Monday, August 22, 2011

Day 234 - He gave me

Last week I tried to have some quiet time with God. Not just sitting, reading notes and praying, but the kind where you sit in silence, do not ask any questions and see what, if anything, God might have to say to you. Some call it mediation, some call it quiet time, I just call it faith.

Every night after everyone was asleep in the house I went downstairs in the dark, sat on the couch, had my prayer journal with me to write down things to remember and I sat in silence. Let's make this clear, I am a thinker. My mind goes a million miles a minute and I am a daydreamer too. This kind of quiet time is not easy for me at all. I'm blinking, thinking, and yelling at myself. I imagine it's pretty funny to watch. One night I did feel like God gave me a project to work on, so I felt good about that. The other nights were just painful, but I tried and I wrote down at least one thing I felt. By Thursday night I was feeling pretty lame and basically closed up shop at the quiet time station, when two bible verses came into my mind. They were 1 Corinthians 16:13-14 and Philippians 3:8-9. I wrote them down and assumed they were verses I regularly use on my blog and I continued being annoyed at myself for not being able to connect with God.

For some of you, I know that the whole quiet and talking to God might seem crazy, I totally get it. But sometimes you need answers. I am desperate, ready for this chapter in our lives to be over. I will take any sign or solution to be out of it and so when my pastor told us that we really needed to get that alone time in, I wanted to try it, truly hoping that God would just tell me that everything is going to be okay. He didn't by the way.

Before I went to bed I looked up both verses out of curiosity and I was blown away to read them. Neither were verses I was familiar with and they were both specific about faith and my struggles. It's funny how we think God isn't listening, but then we are so surprised when we realize He really is there. I posted these two verses yesterday and the day before. I spent a great deal of time last week mourning the "things" that I missed and in one verse it calls it all garbage and talks about discarding everything. I understand that. I feel like that is part of my purpose, learning that it is all garbage, no matter how much you love it. A life of love and faith lives with or without possessions.

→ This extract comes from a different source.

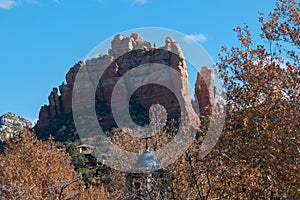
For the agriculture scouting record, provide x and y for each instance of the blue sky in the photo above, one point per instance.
(41, 39)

And so, I realize that perhaps I am not cut out for supreme quiet time every night, but I do understand that if I am available, God will somehow find me. He may not pat me on the head and tell me it will all be okay but He will acknowledge my troubles and keep me on path. Quieting our lives, taking a deep breath and just focusing on faith can bring some amazing clarity in the hustle and bustle of life and the sorrow in our problems.